Privação do brincar, privação social, privação do sono e fragmentação da atenção. Isso vira um ciclo que tende a se repetir como uma dependência (ciclo comportamental) e que poderá ser reconhecido por seus gatilhos.
O que há de precário no argumento de Haidt
Apesar de ser um defensor da importância crucial do brincar em crianças e adultos, e ainda que concorde com certos limites de uso, especialmente em contexto escolar, não posso deixar de indicar uma certa precariedade do argumento genérico de Haidt.
Ele afasta as conexões entre a crise de saúde mental e a maneira como estamos trabalhando, consumindo e estudando.
Olha para essas experiências como causa de privações —atacam o sono, as interações lúdicas e o contato com a natureza. E entende o aumento de diagnósticos como expressão de déficits de funcionamento em nível de atenção, linguagem e cognição.
Ocorre que estes dois sistemas, de diagnóstico e de funcionamento social, já são aspectos essenciais do sistema digital, tais como a razão "algorítmica" (cheia de vieses de raça, gênero e classe), a monetização do ódio (narcísico), a aceleração de resposta (precipitação) e a bipolarização (tudo-ou-nada).
Ou seja, é porque estamos em uma moralidade "super-atencional" que os desvios atencionais se tornam tão visíveis e, ao mesmo tempo, tão importantes e intolerados.
Esquecemos que os transtornos mentais não são naturais, como os outros grupos diagnósticos da medicina.
Esquecemos que eles são compostos por uma espécie de convenção, onde excluímos de saída a definição pela causa.
É por isso que depois precisamos procurar causas em outra entidade genericamente definida como "social".
A mente moralista da geração ansiosa
Curiosamente, outro livro de Haidt ("A Mente do Moralista") explica a coincidência entre desvios cognitivos e uso da linguagem digital, assim como a combinação entre aumento de diagnósticos e o crescimento no uso de tecnologia.
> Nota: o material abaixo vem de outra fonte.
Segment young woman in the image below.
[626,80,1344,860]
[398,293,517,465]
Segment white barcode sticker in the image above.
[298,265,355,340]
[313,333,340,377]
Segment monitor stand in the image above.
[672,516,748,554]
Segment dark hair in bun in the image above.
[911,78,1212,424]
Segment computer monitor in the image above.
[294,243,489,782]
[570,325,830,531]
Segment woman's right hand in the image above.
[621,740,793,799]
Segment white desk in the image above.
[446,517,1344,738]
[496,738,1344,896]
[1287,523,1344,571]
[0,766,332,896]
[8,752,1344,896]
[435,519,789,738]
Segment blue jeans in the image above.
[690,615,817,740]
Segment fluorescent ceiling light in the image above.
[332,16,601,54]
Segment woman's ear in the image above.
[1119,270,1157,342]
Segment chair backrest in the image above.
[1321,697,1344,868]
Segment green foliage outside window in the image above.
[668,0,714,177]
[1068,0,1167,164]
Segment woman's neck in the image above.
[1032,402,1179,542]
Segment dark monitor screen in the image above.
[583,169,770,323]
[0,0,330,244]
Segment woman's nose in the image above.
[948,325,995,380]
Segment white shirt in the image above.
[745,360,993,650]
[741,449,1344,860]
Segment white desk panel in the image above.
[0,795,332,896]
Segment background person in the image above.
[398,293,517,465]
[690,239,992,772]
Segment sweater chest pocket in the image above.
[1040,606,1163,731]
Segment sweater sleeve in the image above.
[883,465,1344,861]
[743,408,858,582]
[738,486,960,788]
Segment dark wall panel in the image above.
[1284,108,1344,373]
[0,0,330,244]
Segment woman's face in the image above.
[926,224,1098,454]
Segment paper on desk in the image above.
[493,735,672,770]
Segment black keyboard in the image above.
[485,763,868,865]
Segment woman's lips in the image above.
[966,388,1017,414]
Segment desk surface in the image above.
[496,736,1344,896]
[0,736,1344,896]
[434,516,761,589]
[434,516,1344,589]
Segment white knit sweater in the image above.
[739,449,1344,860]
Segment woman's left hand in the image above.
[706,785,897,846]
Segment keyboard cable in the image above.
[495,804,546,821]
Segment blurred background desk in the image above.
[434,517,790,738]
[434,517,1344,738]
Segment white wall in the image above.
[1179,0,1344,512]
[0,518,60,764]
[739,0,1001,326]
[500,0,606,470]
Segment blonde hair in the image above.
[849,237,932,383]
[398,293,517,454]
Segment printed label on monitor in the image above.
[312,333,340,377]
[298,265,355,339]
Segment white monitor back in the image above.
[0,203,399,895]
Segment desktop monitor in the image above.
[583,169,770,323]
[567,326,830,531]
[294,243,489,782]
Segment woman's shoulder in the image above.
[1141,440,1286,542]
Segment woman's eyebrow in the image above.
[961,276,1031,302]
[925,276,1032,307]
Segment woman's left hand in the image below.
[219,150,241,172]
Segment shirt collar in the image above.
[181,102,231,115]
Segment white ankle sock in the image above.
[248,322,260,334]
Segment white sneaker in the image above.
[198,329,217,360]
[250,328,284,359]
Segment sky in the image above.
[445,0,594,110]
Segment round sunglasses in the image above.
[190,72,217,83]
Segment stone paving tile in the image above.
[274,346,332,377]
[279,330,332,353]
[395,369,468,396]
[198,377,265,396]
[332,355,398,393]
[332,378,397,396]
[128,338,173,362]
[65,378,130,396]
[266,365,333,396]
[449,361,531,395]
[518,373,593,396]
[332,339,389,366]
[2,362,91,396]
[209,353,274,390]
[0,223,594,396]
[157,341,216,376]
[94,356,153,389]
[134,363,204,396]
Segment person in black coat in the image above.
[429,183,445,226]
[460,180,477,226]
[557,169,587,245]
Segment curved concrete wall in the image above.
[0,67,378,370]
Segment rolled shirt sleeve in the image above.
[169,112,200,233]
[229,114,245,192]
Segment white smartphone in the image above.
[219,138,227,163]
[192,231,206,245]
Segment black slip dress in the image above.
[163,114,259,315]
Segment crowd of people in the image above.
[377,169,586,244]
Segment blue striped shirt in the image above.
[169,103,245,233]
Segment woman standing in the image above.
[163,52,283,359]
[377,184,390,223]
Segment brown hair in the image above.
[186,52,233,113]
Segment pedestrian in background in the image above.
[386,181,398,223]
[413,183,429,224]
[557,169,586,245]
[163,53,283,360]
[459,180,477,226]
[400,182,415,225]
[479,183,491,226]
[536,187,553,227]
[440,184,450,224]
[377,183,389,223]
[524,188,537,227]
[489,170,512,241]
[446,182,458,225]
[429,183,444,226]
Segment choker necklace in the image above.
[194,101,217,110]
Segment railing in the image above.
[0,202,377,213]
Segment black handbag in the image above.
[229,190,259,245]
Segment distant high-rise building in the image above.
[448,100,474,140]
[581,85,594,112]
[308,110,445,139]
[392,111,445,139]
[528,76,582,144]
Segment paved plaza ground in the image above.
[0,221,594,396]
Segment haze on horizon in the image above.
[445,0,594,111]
Lealdade, autoridade e pureza, com seu correlato mundo de hierarquia, punição e religiosidade, teriam sido "descobertos" como processos psicológicos no interior da linguagem digital.
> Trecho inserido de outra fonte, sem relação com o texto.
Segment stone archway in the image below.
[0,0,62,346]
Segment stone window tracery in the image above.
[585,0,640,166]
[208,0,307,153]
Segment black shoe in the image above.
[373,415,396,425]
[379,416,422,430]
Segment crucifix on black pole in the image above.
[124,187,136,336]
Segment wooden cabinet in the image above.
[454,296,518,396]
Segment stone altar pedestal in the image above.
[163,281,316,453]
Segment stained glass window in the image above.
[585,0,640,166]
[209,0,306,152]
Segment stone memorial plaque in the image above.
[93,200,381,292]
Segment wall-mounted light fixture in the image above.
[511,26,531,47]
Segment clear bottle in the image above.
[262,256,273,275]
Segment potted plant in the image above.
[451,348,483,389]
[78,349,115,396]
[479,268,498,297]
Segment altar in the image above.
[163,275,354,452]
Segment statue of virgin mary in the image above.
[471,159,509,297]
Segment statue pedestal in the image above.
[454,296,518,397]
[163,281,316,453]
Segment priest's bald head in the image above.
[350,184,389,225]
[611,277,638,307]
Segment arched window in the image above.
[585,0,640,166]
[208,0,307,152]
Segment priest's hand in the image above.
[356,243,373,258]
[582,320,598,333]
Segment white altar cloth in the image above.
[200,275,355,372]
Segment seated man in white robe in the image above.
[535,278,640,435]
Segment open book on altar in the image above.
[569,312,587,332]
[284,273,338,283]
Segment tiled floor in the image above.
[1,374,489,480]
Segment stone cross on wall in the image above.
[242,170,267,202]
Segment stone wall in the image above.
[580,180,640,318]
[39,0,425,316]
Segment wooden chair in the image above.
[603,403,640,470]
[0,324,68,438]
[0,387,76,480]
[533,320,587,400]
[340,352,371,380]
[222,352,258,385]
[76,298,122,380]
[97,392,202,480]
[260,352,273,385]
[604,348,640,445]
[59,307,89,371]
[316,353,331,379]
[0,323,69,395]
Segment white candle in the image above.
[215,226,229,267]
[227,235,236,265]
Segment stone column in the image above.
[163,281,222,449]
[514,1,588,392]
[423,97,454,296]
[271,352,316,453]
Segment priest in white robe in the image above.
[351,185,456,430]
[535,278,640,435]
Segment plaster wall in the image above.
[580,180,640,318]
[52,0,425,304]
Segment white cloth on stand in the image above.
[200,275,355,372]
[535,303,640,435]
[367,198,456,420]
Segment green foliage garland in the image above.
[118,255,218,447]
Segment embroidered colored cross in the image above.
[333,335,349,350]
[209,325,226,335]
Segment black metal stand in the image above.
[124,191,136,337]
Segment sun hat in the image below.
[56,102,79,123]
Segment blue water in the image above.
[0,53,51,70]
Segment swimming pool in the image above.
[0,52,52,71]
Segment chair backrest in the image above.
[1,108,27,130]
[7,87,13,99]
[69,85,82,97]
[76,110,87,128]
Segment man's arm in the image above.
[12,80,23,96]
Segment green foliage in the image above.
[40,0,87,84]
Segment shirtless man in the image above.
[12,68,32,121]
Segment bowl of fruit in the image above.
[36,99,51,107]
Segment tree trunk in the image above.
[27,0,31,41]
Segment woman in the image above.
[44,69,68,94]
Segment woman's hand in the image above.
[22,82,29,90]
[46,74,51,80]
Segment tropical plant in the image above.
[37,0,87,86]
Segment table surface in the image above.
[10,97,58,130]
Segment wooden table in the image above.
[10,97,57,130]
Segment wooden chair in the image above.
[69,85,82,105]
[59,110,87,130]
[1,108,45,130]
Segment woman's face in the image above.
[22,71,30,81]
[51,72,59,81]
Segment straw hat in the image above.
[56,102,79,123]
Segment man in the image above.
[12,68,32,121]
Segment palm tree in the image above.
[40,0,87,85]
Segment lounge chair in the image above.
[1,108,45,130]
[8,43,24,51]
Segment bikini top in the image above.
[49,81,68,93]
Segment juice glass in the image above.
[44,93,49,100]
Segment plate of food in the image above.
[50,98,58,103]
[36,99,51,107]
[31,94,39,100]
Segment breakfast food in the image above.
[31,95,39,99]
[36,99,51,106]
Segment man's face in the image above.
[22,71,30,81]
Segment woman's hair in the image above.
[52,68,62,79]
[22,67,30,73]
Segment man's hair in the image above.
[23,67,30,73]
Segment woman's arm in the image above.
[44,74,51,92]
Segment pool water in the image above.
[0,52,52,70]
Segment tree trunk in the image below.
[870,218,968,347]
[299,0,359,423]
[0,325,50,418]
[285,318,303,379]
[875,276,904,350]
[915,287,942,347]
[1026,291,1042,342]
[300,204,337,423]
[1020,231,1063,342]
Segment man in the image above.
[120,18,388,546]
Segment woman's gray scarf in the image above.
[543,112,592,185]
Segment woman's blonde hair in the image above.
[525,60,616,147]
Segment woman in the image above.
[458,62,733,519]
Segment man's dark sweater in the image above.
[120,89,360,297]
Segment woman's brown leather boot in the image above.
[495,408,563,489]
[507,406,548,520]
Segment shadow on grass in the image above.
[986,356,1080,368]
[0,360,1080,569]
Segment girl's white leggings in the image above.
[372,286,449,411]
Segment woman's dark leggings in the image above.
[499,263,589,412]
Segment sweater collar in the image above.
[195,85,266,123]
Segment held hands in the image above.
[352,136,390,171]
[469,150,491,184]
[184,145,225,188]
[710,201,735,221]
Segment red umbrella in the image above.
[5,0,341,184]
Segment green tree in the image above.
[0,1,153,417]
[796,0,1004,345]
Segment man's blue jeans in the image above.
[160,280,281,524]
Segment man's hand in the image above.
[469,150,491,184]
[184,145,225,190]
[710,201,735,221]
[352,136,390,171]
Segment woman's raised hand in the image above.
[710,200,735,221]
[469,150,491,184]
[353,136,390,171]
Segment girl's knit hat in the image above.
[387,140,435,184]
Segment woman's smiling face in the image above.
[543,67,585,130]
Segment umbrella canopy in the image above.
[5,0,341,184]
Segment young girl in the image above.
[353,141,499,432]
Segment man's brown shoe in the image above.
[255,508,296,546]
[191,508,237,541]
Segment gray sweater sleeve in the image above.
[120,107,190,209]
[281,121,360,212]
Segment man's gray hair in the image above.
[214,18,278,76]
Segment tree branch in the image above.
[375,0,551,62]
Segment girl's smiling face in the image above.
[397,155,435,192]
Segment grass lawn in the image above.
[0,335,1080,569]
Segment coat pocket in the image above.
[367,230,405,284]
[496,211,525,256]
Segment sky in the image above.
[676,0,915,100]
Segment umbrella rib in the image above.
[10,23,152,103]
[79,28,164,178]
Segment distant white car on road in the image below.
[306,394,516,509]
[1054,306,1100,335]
Isso significa que o conteúdo não importa muito, desde que se consiga mobilizar uma força de convergência unificada envolvendo crer, pertencer e agir.
Isso engendra funcionamentos de grupo onde cada pessoa torna-se uma pessoa tipo uma pessoa-grupo. Uma vez reconhecida desta maneira, ela passa curiosamente a se comportar assim.
Processos de identificação deste tipo são essenciais para que cada um de nós se considere e opere como uma empresa.
Pessoas que operam em "estrutura de empresa" se tornam possíveis não apenas porque o neoliberalismo assim o exige, mas porque quando isso acontece não há mais diferença entre economia e psicologia.